This completes the circle:
# HTML to MML
sgmls foo.html | xlisp html2mml.l >foo.mml
# now you can load foo.mml into frame
# Then you can save it as mif. Or, you
# can just do
mmltomif <foo.mml >foo.mif
# Then you can convert it back to html:
xlisp mif2html.l <foo.mif >foo.html
Note that this does not address the issue of converting "legacy
documents" currently in Frame to HTML. The Frame documents
have to use the right paragraph tags so that I can recognize
the SGML structure of the file.
But it has some interesting possibilities:
* Frame can be configured to convert files based on
their extension. So you can edit some frame config
file so that when you open foo.html, it invokes
the html2mml and mmltomif filters, and voila! you
can load WWW files into FrameMaker.
I think you can do the same thing for saving. So
you could use FrameMaker much like the NeXT browser.

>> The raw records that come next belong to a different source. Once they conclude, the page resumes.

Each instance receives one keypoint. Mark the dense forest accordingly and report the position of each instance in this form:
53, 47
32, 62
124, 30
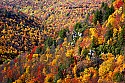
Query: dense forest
92, 51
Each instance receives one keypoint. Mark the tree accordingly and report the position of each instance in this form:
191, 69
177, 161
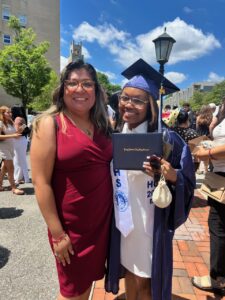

* Frame has hypertext which is extensible through
RPC calls. I translated the HTML sequence
<A HREF="scheme:addr">text</a>
to
<italic>
<Marker <MType 8> <MText "message www scheme:addr">>
text
<noitalic>
in MML. Marker type 8 is hypertext. So when you click on
"text", the MText is invoked. "message www" means make
an RPC call to www with "scheme:addr" as the argument.
So we could write a www RPC client that fetches WWW nodes
and hands them to Frame.
I'm not going to distribute the code right now,
because 1) it's not very polished, and 2) the www-talk
audience didn't respond to my html->mml filter with
much enthusiasm (I assume that's because it required
you to build XLISP (easy) and SGMLs (bigger, but still
easy)).
There are a few things that I didn't bother to code yet:
* mapping Frame's funkey apostrophies and quotes
to plain ASCII. (in general, we want to convert
Frame's funky "Diacritic Encoding" to whatever character
set HTML uses (ISO latin-1?))
* mapping <A NAME="2"> to <MText "newlink 2"> and back.
* mapping <A HREF="#2"> to <MText "gotolink 2"> and back.
* mapping <A HREF="file:foo#bar"> to <MText "gotolink foo:bar"> and back.
Good night.
Dan
p.s. I discovered that the DTD in the WWW browser code
considers <LI>, <DT>, and <DD> to be empty elements.
I changed my copy of html.dtd accordingly. The one
in the web will need to be changed.
This causes the UL, OL, DL, etc. items to have mixed
content, which gives newlines all sorts of tricky
twists.
Mixed content is something to be avoided in SGML DTD's,
for reasons that are far too ugly to explain right now.